By: Ringo Bones and Vanessa Uy
Despite the problems affecting our global economy like sub prime mortgage exposure and the worrying trend of economic recession, we often tend to forget the fact that business conditions have always been fluid and dynamic. One year, the markets are booming and bullish with jobs aplenty. Another year, the stock market goes into a free fall, and bankruptcy courts become more crowded than the Tokyo Subway at rush hour. As chronicled in our economic history books: recession, expansion, then recession follows a sequential saga. And in the memory of the bad old days of ruthless capitalism that brought us Black Tuesday – October 29, 1929 – the day the stock market crashed. Tales chronicling the “Great Depression” even mentioned about banks failing by the thousands and a very drastic slowdown of the US economy that weeds started to grow on the materialistic self-complacent provincialism of Main Street.
America’s post-World War II economy which is largely – if not totally – governed by the principles laid out by John Maynard Keynes in the hopes of making the 1929 “Black Tuesday” incident just an ugly footnote of the American economic history. Thus in the United States, pure capitalism has gradually given way to a mixed economy, in which the government shapes the tax and fiscal policies to stabilize the ups and downs of business. “Keynesian Economics” which is viewed by “conservative” Americans with disdain because it tends to undermine the Protestant / Calvinist work ethic that helped built the American nation, which in turn downgrades productivity. Government “over regulation” of industries like the savings and loans has resulted only in disaster. Despite of it’s detractors, the economic policies laid out by John Maynard Keynes gain widespread praise by economists for keeping a full-blown economic depression from ever happening again. But as the Federal Reserve Board acts to control the money supply and counteract the business cycle, can we really conclude that recessions are a thing of the past?
But economists tend to forget that economics – in general – is primarily greed driven. The promise of rich rewards / gains despite atrocious levels of risks is what makes traders take foolhardy decisions at the expense of their representative investors’ funds.
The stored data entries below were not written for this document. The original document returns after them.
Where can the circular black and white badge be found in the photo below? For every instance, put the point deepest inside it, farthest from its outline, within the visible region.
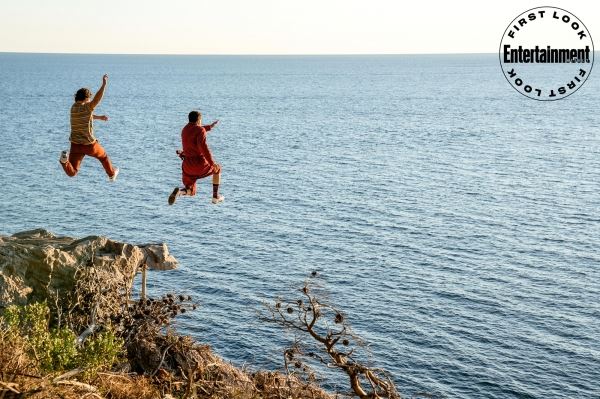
(546, 53)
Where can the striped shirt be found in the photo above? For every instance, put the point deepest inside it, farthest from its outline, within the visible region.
(82, 124)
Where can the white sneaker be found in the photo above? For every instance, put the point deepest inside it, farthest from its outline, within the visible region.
(173, 196)
(114, 177)
(64, 157)
(218, 200)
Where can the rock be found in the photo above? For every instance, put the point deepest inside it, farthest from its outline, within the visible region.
(36, 264)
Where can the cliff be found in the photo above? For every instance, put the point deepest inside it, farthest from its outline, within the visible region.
(36, 264)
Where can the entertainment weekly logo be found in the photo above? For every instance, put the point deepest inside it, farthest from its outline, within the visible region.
(546, 53)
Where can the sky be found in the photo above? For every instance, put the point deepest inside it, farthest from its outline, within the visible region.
(266, 26)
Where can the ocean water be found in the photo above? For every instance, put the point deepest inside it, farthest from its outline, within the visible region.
(454, 221)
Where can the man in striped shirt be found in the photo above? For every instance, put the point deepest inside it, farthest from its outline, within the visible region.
(83, 141)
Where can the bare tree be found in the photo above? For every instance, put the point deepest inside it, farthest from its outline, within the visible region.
(329, 330)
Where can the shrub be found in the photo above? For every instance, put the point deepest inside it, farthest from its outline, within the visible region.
(56, 349)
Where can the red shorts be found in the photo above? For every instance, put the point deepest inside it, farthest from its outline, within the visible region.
(190, 172)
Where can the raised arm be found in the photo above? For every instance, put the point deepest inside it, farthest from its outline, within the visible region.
(98, 97)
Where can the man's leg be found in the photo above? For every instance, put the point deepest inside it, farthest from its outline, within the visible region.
(97, 151)
(216, 182)
(189, 187)
(71, 167)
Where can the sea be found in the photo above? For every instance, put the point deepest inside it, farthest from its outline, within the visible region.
(454, 222)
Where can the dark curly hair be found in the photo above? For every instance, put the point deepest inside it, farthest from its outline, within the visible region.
(83, 94)
(194, 116)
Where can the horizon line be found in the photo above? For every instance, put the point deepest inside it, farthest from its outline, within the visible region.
(244, 54)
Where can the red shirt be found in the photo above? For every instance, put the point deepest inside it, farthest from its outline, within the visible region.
(195, 149)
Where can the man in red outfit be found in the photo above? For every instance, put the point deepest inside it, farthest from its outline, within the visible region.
(83, 140)
(197, 159)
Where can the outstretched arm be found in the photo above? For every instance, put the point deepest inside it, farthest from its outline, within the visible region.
(204, 150)
(98, 97)
(208, 128)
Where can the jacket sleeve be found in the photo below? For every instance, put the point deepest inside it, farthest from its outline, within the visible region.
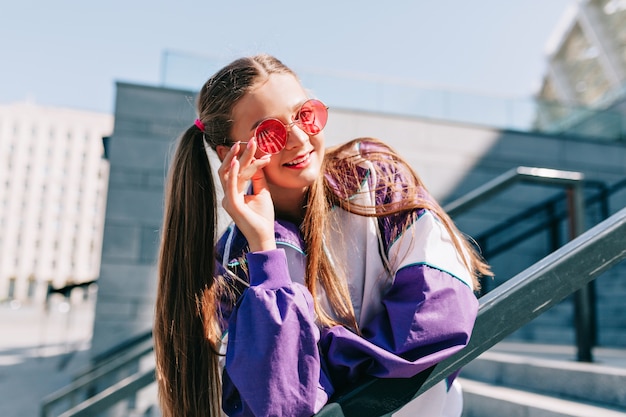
(427, 315)
(426, 309)
(272, 362)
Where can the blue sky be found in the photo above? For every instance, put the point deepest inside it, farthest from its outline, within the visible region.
(71, 53)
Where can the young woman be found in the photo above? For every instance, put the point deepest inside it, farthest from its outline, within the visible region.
(338, 263)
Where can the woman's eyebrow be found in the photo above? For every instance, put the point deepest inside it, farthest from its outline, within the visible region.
(296, 107)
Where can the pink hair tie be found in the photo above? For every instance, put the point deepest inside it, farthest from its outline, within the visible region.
(199, 124)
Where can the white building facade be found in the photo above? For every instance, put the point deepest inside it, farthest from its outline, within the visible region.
(53, 185)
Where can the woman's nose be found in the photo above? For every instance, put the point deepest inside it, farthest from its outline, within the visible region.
(296, 136)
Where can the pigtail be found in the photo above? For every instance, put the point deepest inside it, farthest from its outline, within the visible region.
(186, 331)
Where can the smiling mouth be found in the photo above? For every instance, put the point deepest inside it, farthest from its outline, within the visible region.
(298, 161)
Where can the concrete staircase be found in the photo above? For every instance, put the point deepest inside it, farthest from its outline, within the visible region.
(531, 380)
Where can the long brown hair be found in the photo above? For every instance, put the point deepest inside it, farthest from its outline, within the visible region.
(186, 329)
(342, 163)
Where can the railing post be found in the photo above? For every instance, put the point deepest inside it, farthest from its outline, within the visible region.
(583, 304)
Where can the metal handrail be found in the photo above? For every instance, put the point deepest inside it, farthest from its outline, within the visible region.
(572, 181)
(504, 181)
(420, 382)
(88, 379)
(501, 312)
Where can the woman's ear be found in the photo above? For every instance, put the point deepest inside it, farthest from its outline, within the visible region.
(221, 151)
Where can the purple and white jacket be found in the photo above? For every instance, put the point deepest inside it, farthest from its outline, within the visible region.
(412, 297)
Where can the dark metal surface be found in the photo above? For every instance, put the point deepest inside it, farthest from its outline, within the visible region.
(502, 311)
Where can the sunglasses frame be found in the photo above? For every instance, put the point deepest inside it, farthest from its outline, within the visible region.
(281, 144)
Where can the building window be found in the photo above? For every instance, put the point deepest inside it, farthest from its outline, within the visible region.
(32, 286)
(11, 292)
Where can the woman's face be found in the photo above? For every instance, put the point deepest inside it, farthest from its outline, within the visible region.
(295, 167)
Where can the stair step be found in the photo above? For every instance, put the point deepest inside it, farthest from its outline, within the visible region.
(487, 400)
(584, 381)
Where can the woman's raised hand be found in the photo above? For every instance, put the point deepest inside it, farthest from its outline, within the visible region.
(252, 213)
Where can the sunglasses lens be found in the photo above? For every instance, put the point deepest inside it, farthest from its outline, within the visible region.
(312, 117)
(271, 136)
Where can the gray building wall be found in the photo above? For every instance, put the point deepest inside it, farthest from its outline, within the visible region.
(451, 158)
(147, 121)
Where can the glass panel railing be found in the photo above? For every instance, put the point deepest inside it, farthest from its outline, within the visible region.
(366, 93)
And yet we can take real comfort in the fact that economic recessions are milder in the “Keynesian Mixed Economy” environment than they where under the pre - New Deal capitalism. And if they occur, post – World War II economic recessions are also shorter in duration and much rarer in occurrence. Let’s just hope that our current post – sub prime mortgage / credit crunch 2008 will follow this trend. Maybe the “worries” that made our grandparents and great grandparents gray and wrinkled is something that the under 25s will scarcely know.